GRUPO DE ATIVISTAS EXIGE SUSPENSÃO DE OBRAS NO PARQUE DE N´BATONHA CONSIDERADO “PULMÃO DE BISSAU”

Um grupo de manifestantes tentou realizar, hoje, uma manifestação em frente a Câmara Municipal de Bissau exigindo a não destruição do Parque N´Batonha, foi disperso pela Polícia de Intervenção Rápida (PIR).

Antes desta manifestação, os ativistas tentaram agrupar-se nos arredores do Parque de N´batonha mas, segundo disseram, tiveram que mudar de local devido a um grosso número de forças policiais colocados no local.

Os manifestantes que ameaçam continuar com a ação, gritavam entre outras palavras “N’batonha Pulmão de Bissau”, “não destruir N’batonha” as forças da ordem depois de dispersarem os manifestantes, espalharam-se quase por todas avenidas do centro da cidade de Bissau.

Depois da tentativa de manifestação, o grupo reagrupou-se em uma das escolas públicas e, na sequência, concederam uma entrevista à imprensa, na ocasião, um dos mentores e incentivador da vigília, disse que vão continuar com esta ação, no sentido demostrar de que a posição de construir qualquer coisa no espaço não é correto.

“Estamos a reivindicar para a construção de qualquer que seja tipos de obras que, estamos a reivindicar desta forma, porque não deve existir nem hospital, não deve existir nem universidade e nem nada uma vez que parque faz a função ecológica. Toda a organização da sociedade civil incluindo aquela organização ambiental e a população que usufrui daquele ambiente, daquele oxigénio e de aquele lazer estamos totalmente indignados”, lamenta o ativista.

Este ativista falando da importância e benefício do Parque de N´batonha, disse terem sido surpreendidos no final do ano, com o início das obras de destruição do Parque, para a seguir se anunciar a construção de uma mesquita no local.

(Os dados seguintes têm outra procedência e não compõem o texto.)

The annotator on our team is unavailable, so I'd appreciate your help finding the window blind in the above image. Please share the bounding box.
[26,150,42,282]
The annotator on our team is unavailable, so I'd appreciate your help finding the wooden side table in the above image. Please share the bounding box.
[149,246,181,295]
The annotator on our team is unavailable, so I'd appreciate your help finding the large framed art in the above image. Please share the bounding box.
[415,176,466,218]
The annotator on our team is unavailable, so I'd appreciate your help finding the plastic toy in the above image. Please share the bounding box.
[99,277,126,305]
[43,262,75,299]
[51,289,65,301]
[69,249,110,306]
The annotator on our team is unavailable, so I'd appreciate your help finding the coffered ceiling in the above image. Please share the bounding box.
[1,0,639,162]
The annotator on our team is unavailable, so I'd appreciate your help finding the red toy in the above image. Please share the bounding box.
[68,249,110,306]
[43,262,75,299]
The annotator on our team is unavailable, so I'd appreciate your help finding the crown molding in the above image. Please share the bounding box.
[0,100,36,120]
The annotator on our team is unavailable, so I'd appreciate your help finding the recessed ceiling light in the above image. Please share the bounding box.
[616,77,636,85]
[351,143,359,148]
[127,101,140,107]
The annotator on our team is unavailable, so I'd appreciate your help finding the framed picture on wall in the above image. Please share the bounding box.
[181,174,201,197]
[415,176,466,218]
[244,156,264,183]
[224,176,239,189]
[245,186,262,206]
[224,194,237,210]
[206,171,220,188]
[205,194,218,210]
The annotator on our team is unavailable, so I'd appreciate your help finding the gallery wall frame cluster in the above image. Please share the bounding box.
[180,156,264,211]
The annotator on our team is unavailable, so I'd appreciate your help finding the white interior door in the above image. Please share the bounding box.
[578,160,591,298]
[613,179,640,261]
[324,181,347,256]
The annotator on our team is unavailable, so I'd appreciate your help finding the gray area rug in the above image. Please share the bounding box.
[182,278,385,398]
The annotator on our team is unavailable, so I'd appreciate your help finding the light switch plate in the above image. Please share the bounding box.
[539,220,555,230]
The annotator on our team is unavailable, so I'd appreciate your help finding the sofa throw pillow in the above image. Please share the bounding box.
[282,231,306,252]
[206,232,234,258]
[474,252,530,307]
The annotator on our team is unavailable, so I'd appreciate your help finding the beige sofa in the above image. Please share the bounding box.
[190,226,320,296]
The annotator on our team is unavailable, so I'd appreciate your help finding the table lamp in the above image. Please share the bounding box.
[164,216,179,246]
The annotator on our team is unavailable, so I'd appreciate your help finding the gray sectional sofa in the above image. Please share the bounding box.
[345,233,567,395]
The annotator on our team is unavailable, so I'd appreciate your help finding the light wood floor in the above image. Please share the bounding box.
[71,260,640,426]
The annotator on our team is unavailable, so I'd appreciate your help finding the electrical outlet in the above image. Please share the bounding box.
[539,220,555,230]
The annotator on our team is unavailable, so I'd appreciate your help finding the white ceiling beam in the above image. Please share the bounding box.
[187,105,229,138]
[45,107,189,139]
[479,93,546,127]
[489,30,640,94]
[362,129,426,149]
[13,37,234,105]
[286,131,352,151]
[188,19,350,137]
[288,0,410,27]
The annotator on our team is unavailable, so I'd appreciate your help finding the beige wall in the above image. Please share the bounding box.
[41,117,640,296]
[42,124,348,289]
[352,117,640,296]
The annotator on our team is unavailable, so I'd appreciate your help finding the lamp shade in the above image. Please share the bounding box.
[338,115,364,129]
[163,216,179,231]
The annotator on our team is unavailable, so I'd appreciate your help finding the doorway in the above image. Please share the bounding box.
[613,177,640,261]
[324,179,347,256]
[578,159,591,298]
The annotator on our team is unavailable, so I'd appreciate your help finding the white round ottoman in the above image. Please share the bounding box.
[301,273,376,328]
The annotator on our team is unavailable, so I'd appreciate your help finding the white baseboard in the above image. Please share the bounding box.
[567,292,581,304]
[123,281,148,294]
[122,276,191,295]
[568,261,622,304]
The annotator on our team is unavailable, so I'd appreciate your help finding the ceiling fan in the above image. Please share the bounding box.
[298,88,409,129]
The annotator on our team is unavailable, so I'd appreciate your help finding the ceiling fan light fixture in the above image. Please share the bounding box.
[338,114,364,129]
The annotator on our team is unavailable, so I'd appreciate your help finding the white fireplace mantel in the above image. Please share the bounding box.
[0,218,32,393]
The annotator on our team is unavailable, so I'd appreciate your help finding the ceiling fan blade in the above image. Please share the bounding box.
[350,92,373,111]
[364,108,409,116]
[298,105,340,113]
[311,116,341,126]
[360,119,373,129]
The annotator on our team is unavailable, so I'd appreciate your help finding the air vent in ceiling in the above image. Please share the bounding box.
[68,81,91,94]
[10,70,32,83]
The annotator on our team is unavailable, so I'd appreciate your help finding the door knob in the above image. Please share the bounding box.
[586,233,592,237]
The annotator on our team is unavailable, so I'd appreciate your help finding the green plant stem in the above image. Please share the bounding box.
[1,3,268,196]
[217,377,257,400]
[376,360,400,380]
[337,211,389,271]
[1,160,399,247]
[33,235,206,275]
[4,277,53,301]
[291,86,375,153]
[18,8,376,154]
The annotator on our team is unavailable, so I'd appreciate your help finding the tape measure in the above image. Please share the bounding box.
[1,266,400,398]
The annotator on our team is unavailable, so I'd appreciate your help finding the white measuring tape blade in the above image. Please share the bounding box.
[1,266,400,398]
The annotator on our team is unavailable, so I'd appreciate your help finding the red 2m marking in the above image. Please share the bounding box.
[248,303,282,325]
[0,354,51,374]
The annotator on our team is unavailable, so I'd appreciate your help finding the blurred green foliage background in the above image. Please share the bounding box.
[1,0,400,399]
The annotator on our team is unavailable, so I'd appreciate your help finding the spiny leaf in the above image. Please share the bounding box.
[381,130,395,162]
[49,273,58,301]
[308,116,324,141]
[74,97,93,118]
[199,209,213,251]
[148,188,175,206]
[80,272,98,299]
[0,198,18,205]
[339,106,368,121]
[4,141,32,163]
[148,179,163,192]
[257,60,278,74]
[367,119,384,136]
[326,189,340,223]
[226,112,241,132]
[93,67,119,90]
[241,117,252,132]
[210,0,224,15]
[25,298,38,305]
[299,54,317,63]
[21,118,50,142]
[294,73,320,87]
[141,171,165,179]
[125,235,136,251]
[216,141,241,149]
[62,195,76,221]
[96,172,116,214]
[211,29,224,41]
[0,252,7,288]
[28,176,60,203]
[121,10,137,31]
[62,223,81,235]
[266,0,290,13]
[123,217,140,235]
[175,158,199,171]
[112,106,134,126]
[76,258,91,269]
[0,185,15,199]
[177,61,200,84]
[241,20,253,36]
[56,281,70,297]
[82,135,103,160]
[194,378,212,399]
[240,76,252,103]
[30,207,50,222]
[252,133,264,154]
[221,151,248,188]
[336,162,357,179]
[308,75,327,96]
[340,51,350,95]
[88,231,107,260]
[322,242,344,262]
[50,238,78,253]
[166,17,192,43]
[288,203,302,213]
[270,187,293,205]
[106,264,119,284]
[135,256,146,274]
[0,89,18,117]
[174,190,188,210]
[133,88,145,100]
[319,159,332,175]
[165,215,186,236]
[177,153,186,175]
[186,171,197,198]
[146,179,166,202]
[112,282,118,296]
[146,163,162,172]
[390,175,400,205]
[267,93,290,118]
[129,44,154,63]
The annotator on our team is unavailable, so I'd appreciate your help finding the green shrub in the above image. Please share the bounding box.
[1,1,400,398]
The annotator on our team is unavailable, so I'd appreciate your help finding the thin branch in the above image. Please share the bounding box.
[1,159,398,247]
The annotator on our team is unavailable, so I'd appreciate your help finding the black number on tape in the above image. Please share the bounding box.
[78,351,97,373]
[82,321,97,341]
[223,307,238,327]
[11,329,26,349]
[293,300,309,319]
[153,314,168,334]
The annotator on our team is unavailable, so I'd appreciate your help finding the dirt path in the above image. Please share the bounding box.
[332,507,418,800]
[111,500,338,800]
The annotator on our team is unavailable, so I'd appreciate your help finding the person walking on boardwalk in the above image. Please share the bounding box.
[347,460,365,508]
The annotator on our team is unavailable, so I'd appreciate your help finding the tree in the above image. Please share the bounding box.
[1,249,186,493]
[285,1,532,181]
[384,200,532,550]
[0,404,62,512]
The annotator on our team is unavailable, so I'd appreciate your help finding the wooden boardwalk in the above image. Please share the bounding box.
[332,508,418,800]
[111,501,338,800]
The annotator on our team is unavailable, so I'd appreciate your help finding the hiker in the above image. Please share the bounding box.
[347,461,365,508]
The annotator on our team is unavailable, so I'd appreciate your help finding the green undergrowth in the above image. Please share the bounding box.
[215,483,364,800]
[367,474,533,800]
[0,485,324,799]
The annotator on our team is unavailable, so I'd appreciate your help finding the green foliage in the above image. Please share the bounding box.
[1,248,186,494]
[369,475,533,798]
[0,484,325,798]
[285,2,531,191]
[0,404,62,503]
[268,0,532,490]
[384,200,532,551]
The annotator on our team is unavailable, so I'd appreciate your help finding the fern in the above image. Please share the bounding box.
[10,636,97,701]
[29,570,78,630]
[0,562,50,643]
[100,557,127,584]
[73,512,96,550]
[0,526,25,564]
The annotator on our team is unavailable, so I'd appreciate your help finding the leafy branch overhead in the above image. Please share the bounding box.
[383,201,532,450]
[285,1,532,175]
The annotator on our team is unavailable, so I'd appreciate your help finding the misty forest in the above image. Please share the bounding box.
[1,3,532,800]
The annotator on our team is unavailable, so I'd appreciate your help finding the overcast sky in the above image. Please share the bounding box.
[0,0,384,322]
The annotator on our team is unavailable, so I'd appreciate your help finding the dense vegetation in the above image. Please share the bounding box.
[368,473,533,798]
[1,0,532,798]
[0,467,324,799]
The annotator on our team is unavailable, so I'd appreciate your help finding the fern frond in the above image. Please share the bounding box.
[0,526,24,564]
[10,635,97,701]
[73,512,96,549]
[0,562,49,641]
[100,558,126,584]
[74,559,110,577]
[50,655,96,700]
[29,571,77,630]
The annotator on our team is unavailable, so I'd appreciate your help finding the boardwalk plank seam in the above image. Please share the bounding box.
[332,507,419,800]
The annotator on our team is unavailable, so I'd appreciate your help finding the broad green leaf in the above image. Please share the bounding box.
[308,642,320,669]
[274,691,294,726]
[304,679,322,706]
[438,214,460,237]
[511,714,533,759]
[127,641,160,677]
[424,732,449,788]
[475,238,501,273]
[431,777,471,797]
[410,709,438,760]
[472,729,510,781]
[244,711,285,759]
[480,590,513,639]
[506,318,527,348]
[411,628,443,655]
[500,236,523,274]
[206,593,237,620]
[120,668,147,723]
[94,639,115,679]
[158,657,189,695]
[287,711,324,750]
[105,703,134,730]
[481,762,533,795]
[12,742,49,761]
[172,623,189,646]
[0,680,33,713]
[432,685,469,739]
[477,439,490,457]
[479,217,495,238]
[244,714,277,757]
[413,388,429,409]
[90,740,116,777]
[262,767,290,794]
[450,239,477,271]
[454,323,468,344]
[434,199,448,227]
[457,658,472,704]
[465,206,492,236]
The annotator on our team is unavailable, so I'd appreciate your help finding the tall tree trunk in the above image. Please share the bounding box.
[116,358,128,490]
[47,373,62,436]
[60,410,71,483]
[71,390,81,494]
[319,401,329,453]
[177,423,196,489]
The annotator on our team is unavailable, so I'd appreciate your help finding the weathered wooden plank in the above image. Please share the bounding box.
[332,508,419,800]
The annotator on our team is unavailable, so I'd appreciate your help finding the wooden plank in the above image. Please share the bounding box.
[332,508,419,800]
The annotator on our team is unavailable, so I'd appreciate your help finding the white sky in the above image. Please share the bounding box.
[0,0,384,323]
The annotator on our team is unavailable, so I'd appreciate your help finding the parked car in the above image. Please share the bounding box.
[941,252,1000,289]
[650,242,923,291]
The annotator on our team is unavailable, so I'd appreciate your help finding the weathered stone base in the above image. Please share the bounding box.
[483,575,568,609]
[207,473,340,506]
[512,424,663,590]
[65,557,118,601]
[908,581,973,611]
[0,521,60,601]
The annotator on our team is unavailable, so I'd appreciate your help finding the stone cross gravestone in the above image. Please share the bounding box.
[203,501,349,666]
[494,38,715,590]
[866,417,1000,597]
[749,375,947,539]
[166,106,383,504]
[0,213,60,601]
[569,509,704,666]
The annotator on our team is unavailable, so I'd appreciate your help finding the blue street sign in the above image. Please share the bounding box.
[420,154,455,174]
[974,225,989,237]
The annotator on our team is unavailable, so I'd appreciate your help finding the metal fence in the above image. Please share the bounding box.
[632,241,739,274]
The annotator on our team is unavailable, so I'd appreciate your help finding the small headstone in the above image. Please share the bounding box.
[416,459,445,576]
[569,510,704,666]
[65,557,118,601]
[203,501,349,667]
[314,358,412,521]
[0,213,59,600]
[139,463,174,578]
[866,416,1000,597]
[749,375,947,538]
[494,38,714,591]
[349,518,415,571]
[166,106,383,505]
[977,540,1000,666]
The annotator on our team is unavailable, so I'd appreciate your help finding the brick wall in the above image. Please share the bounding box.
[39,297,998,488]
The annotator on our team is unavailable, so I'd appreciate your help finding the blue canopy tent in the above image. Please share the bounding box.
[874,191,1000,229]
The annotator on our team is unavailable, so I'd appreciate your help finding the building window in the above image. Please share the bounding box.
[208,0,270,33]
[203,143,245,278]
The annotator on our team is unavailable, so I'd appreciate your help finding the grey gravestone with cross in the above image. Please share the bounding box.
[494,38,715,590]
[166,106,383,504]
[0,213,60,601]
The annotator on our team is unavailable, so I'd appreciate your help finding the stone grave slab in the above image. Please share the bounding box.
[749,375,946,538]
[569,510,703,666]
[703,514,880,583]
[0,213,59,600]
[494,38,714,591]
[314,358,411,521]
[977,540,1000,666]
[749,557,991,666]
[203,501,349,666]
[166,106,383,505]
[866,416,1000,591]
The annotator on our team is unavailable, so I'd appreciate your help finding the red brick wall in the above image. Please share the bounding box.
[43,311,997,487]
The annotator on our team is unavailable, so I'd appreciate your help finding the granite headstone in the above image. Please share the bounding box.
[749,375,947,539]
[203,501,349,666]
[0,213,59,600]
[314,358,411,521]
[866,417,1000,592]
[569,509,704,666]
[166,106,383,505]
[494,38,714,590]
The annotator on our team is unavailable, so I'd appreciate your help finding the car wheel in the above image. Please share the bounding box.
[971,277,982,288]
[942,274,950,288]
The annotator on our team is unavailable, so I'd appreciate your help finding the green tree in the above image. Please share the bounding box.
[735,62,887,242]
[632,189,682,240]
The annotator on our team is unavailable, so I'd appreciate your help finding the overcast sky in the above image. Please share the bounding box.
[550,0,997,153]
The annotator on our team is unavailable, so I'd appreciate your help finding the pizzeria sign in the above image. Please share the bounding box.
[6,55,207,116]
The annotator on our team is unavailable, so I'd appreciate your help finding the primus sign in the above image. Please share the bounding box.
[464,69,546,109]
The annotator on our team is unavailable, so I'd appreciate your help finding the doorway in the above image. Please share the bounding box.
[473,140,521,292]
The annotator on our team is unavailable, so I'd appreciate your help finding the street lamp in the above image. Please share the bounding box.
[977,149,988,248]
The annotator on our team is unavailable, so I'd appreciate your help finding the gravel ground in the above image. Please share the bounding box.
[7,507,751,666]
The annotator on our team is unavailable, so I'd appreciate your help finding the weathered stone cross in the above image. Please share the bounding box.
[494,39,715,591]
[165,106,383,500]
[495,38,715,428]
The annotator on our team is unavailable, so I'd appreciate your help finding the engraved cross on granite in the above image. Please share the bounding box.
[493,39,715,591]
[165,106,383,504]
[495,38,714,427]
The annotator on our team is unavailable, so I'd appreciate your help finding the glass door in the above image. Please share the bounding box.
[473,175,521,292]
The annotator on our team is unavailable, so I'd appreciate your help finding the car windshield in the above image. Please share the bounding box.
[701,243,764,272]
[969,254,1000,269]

“É um parque feito mais com o objetivo de poder não só ser um espaço de lazer para jovens, crianças e adultos, mas também tem a sua função ecológica porque é pulmão da cidade de Bissau, é única esponja da reserva de água doce dentro da cidade de Bissau, sobretudo para a zona baixa que também impediu inundação para casa que estão nos arredores”, enfatiza.

Perante este facto, um grupo de defensores do Parque N´Batonha decidiu enviar uma carta a várias instituições públicas, privadas, organizações nacionais e internacional, tendo também enviado uma outra à Rádio Sol Mansi, na qual procuraram explicar as trajetórias feitas com vista a elucidar aos recetores de tudo que foi feito antes do início das obras do Parque Europa Lagoa de Mbatonha.

Diante desta situação que cria polémicas no país, a RSM tentou ouvir ministério do Ambiente, o IBAP, algumas organizações defensoras do ambiente e direitos humanos e CMB, mas todos esquivaram-se em gravar a entrevista.